Em qualquer lista dos mais equivocados projetos em tramitação no Congresso, um, do deputado Osmar Terra (PMDB-RS), ganharia destaque. E com méritos, porque trata de aumentar o castigo penal do usuário de drogas, na contramão da tendência correta de se descriminalizar o usuário, tratando-o como uma questão de saúde pública e não de polícia.
O projeto estabelece, ainda, a internação compulsória do drogado, contra a opinião de especialistas no mundo todo.
Já aprovada por unanimidade pela Comissão Especial do Sistema Nacional de Políticas sobre Drogas, a proposta pode ir à votação, em regime de urgência, em fevereiro. Se aprovada, será um sério retrocesso na nova abordagem do problema, seguida, com êxito, em vários países.

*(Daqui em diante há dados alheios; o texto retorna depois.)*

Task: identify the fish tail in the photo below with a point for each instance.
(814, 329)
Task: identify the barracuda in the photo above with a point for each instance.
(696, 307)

No Brasil, a legislação, ainda incompleta, protege o usuário, caracterizado pelo porte de pequenas quantidades de drogas. Mas é pouco.
Os bilhões de dólares gastos, a cada ano, principalmente pelos Estados Unidos, na perseguição planetária ao tráfico, e, internamente, ao usuário não fizeram o consumo e a produção de drogas retrocederem.
Ao contrário. Feita a constatação, um grupo de países passou a se mobilizar para tentar alterar a política da ONU de enfrentamento da droga. Começou uma mobilização mundial para a mudança de enfoque na abordagem da questão. Na América Latina, por exemplo, foi criada uma comissão para atuar com esta finalidade, da qual participam os ex-presidentes FH, Cesar Gavíria (Colômbia) e Ernesto Zedillo (México).
A paquidérmica ONU, influenciada pelos Estados Unidos, defensores da militarização do problema da droga, apesar da legalização em alguns estados americanos, formalmente não se moveu.
Porém, há avanços em andamento. Vários países já descriminalizam o uso de todas as drogas e tratam usuários como dependentes químicos, não como criminosos. E o tratamento só é feito com a concordância do usuário, porque está provado que o sucesso em internações compulsórias ocorre apenas em 2% a 3% dos casos.
Há situações em que não existe alternativa, e a coação serve para proteger o próprio drogado. Mas não pode ser a primeira e única alternativa.
Portugal, um dos mais avançados na Europa na descriminalização, constata a queda no consumo de drogas. Na Suíça, o tratamento não policial do tema também debelou uma epidemia de Aids, acelerada pelo compartilhamento de seringas por viciados.
Evita-se o contato, nos presídios, de simples viciados com criminosos experientes, e ainda protege-se o usuário do achaque policial. A nova política tem entre outros adeptos a Colômbia e mais recentemente o Uruguai. E o Brasil pode ficar para trás.
O deputado autor do projeto alega propor o endurecimento legal para atender “a sociedade brasileira, que vive o drama das drogas”. Erra porque este não é um tema a ser regulado a partir apenas de boas intenções e da ideia perigosa do “senso comum”. É inconcebível abordar problemas como este sem base no conhecimento científico.